Conventions and Assumptions
The following curl parameters are used when invoking the API.
curl Parameter
|
Description
|
---|---|
-v |
Verbose. Output a detailed account of the curl command to standard out. |
-d |
Data. These are the name/value pairs that are send in the body of a POST. |
-k |
Insecure. Allows connections to SSL sites without certificates. |
-u
|
User. Allows the submission of a username and password to authenticate the HTTP request. |
–anyauth |
Any authentication type. Allows authentication of the request based on any type of authentication method. |
–location |
Follows HTTP redirects. This option is used so that API calls that return data (such as HTML) will not halt upon receipt of a redirect code (such as an HTTP 303). |
-H
|
Set the value of an HTTP header. For example, “Accept: application/xml”. |
It is assumed that the reader has a working knowledge of the HTTP protocol and Heritrix functionality. Also, the examples assume that Heritrix is run with an administrative username and password of “admin.”
About the REST implementation
Representational State Transfer (REST) is a software architecture for distributed hypermedia systems such as the World Wide Web (WWW).

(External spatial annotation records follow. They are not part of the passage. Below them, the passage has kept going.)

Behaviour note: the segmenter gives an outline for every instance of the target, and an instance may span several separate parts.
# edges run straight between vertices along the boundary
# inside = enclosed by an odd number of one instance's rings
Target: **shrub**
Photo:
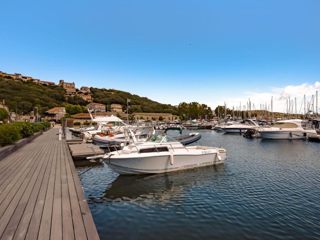
[[[36,132],[39,132],[43,131],[44,125],[41,123],[37,123],[34,124],[32,126],[32,128],[33,129],[33,133],[35,133]]]
[[[28,122],[14,122],[13,124],[19,129],[22,138],[33,135],[33,124]]]
[[[0,125],[0,146],[12,144],[21,138],[17,126],[8,124]]]

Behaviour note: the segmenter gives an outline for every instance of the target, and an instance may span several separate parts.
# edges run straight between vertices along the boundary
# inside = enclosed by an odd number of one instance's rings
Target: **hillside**
[[[117,103],[122,105],[122,109],[127,109],[127,99],[130,100],[129,112],[172,113],[179,115],[176,108],[170,104],[160,103],[152,101],[148,98],[132,94],[130,92],[115,89],[98,89],[90,88],[91,96],[95,102],[109,105],[111,103]]]
[[[37,84],[31,81],[21,82],[0,77],[0,100],[4,99],[11,111],[23,112],[25,114],[32,110],[32,107],[39,108],[39,114],[56,107],[67,103],[85,106],[88,103],[79,97],[68,97],[66,100],[65,90],[58,86],[47,86]],[[172,113],[178,115],[177,109],[172,105],[160,103],[146,97],[141,97],[129,92],[113,89],[99,89],[91,88],[91,94],[95,102],[108,104],[121,104],[124,110],[127,108],[127,99],[130,103],[130,113],[139,112]]]

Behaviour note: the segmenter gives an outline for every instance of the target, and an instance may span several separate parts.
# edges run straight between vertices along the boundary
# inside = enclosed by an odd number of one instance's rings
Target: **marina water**
[[[80,176],[101,239],[320,238],[318,143],[193,132],[225,148],[224,163],[127,176],[101,163]]]

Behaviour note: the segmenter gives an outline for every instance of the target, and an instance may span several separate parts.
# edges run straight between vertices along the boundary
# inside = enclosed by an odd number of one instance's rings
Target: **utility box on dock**
[[[68,127],[66,128],[66,140],[72,140],[72,134],[71,131]]]

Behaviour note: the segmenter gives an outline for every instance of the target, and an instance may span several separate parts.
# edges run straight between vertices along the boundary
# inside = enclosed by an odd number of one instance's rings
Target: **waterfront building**
[[[164,122],[174,121],[175,120],[180,120],[180,118],[179,116],[176,115],[172,115],[171,113],[133,113],[131,116],[133,117],[135,121],[139,121],[140,117],[142,117],[145,121],[148,120],[152,120],[152,118],[155,119],[156,121],[158,122],[160,121],[159,118],[160,116],[163,118],[163,121]]]
[[[2,100],[2,102],[0,102],[0,108],[3,108],[8,112],[9,114],[9,119],[8,120],[12,121],[16,121],[17,119],[16,113],[14,112],[9,111],[9,106],[4,104],[4,100]]]
[[[87,107],[90,110],[93,110],[93,112],[100,112],[101,113],[106,112],[106,106],[101,103],[92,102],[87,104]]]
[[[121,104],[113,103],[110,106],[110,111],[111,112],[122,113],[122,106]]]
[[[66,108],[64,107],[53,108],[46,111],[44,120],[53,120],[56,122],[60,121],[65,114]]]

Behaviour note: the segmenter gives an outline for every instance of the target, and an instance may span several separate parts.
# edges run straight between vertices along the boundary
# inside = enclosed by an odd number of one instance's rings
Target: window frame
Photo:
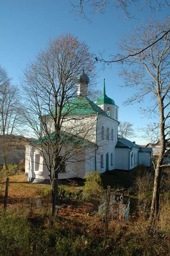
[[[104,161],[103,161],[103,155],[101,155],[101,168],[104,168]]]
[[[111,165],[113,165],[113,154],[112,153],[111,153]]]
[[[107,140],[109,140],[109,127],[107,128],[107,136],[106,136]]]
[[[103,126],[101,126],[101,139],[105,139],[105,127]]]
[[[37,158],[38,157],[39,158],[39,161],[37,159]],[[40,154],[36,154],[35,156],[35,169],[34,170],[35,172],[38,172],[40,171],[40,160],[41,160],[41,155]],[[37,168],[37,166],[38,166]]]

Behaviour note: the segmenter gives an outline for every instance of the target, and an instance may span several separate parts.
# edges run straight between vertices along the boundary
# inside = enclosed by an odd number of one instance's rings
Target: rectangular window
[[[109,128],[107,128],[107,139],[108,140],[109,140]]]
[[[105,128],[104,126],[101,128],[101,139],[104,140],[105,138]]]
[[[103,156],[101,155],[101,168],[103,168]]]
[[[59,173],[62,173],[65,172],[65,161],[63,156],[58,156],[59,161],[60,162],[60,169],[58,170]]]
[[[35,170],[39,171],[40,168],[40,155],[36,155],[35,158]]]
[[[113,154],[112,153],[111,154],[111,165],[113,165]]]
[[[113,129],[112,129],[111,132],[111,139],[113,140]]]

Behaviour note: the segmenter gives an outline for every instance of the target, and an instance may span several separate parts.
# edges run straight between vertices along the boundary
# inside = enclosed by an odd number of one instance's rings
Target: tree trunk
[[[53,177],[52,190],[52,216],[53,217],[55,216],[55,206],[56,205],[56,201],[57,201],[56,200],[58,195],[58,185],[57,184],[58,172],[56,169],[54,170]]]
[[[159,92],[159,90],[158,90]],[[155,170],[155,176],[150,216],[149,218],[150,224],[153,225],[158,218],[158,214],[160,205],[160,188],[161,178],[162,167],[164,156],[165,150],[165,137],[164,134],[164,104],[162,99],[158,93],[158,103],[160,114],[160,150],[159,155],[156,166]]]
[[[7,170],[8,170],[8,166],[7,163],[7,153],[6,152],[6,144],[7,142],[5,141],[5,134],[4,134],[3,136],[3,154],[4,157],[4,163],[5,165],[5,169]]]
[[[55,157],[54,159],[54,171],[53,173],[53,179],[52,182],[52,216],[54,217],[55,215],[55,210],[56,203],[58,202],[58,185],[57,180],[58,179],[58,170],[60,163],[59,162],[58,152],[57,150],[57,152],[55,153]]]

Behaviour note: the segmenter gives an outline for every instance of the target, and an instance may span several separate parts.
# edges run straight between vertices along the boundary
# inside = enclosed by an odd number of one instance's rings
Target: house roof
[[[154,148],[156,144],[156,143],[151,143],[150,142],[149,142],[147,145],[146,145],[145,148],[147,148],[148,146],[149,145],[150,145],[152,148]]]
[[[151,153],[152,151],[152,148],[140,148],[140,152],[149,152]]]
[[[113,119],[87,97],[80,95],[66,103],[63,108],[61,113],[63,115],[68,115],[99,114]],[[118,122],[117,120],[115,121]]]
[[[119,147],[128,148],[140,148],[140,147],[138,145],[123,137],[118,138],[116,148]]]
[[[21,160],[25,159],[25,153],[24,150],[14,149],[8,152],[7,162],[8,164],[18,164]],[[2,150],[0,150],[0,164],[4,164]]]
[[[112,105],[115,105],[115,102],[113,100],[109,98],[106,94],[106,89],[105,88],[105,79],[104,78],[103,80],[103,87],[102,95],[97,100],[95,101],[95,103],[97,105],[100,104],[111,104]]]
[[[79,136],[75,136],[71,134],[68,134],[63,132],[60,133],[59,140],[63,143],[63,144],[65,143],[66,144],[70,144],[74,146],[95,146],[96,144],[94,142],[89,141],[87,140],[84,140]],[[44,143],[47,145],[49,142],[50,143],[53,144],[55,141],[55,133],[52,132],[48,137],[48,135],[44,136],[40,140],[38,140],[30,143],[31,145],[41,145]]]

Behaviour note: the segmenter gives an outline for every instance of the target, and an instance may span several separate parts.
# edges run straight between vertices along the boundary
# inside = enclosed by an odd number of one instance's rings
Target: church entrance
[[[106,171],[109,171],[109,154],[107,153],[106,155]]]

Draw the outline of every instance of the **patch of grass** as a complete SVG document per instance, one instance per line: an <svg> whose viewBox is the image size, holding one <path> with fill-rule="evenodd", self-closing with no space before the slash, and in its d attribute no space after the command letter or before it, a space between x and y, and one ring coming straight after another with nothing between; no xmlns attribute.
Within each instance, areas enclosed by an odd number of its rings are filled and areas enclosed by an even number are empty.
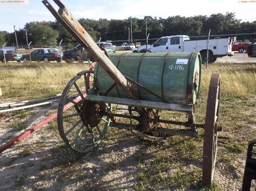
<svg viewBox="0 0 256 191"><path fill-rule="evenodd" d="M39 171L43 171L47 169L47 166L45 164L41 164L39 167Z"/></svg>
<svg viewBox="0 0 256 191"><path fill-rule="evenodd" d="M228 145L227 147L232 152L235 153L241 153L244 150L244 146L242 145Z"/></svg>

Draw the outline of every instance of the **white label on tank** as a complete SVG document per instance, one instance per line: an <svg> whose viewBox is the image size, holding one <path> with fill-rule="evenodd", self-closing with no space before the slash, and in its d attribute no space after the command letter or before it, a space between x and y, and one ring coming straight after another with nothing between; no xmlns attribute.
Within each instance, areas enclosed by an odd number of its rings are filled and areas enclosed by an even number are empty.
<svg viewBox="0 0 256 191"><path fill-rule="evenodd" d="M176 61L176 64L187 64L188 59L177 59Z"/></svg>

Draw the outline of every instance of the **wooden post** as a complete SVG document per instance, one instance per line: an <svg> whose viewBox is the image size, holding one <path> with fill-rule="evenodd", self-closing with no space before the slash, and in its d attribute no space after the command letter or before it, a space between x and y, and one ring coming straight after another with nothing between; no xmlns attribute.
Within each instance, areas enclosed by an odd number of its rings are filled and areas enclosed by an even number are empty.
<svg viewBox="0 0 256 191"><path fill-rule="evenodd" d="M99 63L130 99L138 100L139 97L132 85L116 68L112 62L104 54L93 38L77 21L69 11L59 0L54 0L60 7L58 12L47 0L42 2L46 6L57 20L80 43L91 56Z"/></svg>

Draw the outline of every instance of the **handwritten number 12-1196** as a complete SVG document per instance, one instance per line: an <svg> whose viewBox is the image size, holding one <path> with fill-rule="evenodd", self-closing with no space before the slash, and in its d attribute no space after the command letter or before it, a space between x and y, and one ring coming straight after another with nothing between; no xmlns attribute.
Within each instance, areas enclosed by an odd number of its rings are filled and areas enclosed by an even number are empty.
<svg viewBox="0 0 256 191"><path fill-rule="evenodd" d="M169 66L169 70L183 70L184 67L182 65L170 65Z"/></svg>

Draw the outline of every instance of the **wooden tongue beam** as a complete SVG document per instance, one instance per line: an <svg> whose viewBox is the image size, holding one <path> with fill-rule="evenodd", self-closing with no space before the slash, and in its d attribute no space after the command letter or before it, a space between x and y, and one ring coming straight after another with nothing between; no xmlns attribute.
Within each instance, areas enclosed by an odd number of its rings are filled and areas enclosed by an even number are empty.
<svg viewBox="0 0 256 191"><path fill-rule="evenodd" d="M138 95L132 85L125 79L112 62L94 42L90 35L59 0L54 0L59 6L58 12L47 0L42 2L63 27L84 47L120 88L131 99L139 100Z"/></svg>

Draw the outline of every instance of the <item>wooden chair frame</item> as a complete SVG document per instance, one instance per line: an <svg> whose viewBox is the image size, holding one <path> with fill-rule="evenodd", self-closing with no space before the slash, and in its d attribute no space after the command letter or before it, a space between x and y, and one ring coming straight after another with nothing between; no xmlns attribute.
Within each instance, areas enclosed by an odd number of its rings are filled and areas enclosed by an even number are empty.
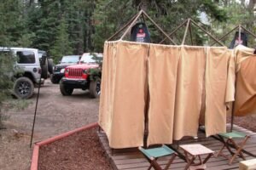
<svg viewBox="0 0 256 170"><path fill-rule="evenodd" d="M141 152L143 154L143 156L146 157L146 159L150 163L150 166L148 167L148 170L151 169L152 167L154 167L155 170L167 170L170 167L170 166L172 163L175 157L177 156L177 153L175 151L173 151L172 150L171 150L170 148L168 148L167 146L166 146L165 144L163 144L162 147L159 147L159 148L155 148L155 149L160 149L160 148L166 148L166 149L169 150L170 153L167 155L154 156L154 155L147 154L146 153L147 149L139 147L139 150L141 150ZM150 149L148 149L148 150L150 150ZM163 157L163 156L171 156L171 159L168 161L168 163L166 164L166 166L164 168L162 168L157 162L157 160L160 157Z"/></svg>
<svg viewBox="0 0 256 170"><path fill-rule="evenodd" d="M243 160L246 160L245 156L242 154L242 149L243 149L244 145L246 144L247 141L248 140L248 139L250 138L250 136L245 135L244 139L241 141L241 144L237 144L235 141L235 139L231 137L227 138L227 137L220 135L220 134L218 134L218 137L220 138L220 139L222 140L224 144L223 144L222 148L219 150L219 151L218 152L217 156L222 156L225 157L226 159L228 159L229 165L232 164L232 162L234 162L234 160L236 156L239 156L239 157L242 158ZM235 151L232 151L230 145L234 146ZM225 148L228 150L228 151L230 152L231 156L228 156L227 155L223 153L223 150Z"/></svg>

REST is built on the concept of representations of resources. Resources can be any coherent and meaningful concept that may be addressed. A URI is an example of a resource. The representation of the resource is typically a document that captures the current or intended state of the resource. An example of a representation of a resource is an HTML page.
Heritrix uses REST to expose its functionality. The REST implementation used by Heritrix is Restlet. Restlet implements the concepts defined by REST, including resources and representations. It also provides a REST container that processes RESTful requests. The container is the Noelios Restlet Engine. For detailed information on Restlet, visit http://www.restlet.org/.
Heritrix exposes its REST functionality through HTTPS. The HTTPS protocol is used to send requests to retrieve or modify configuration settings and manage crawl jobs.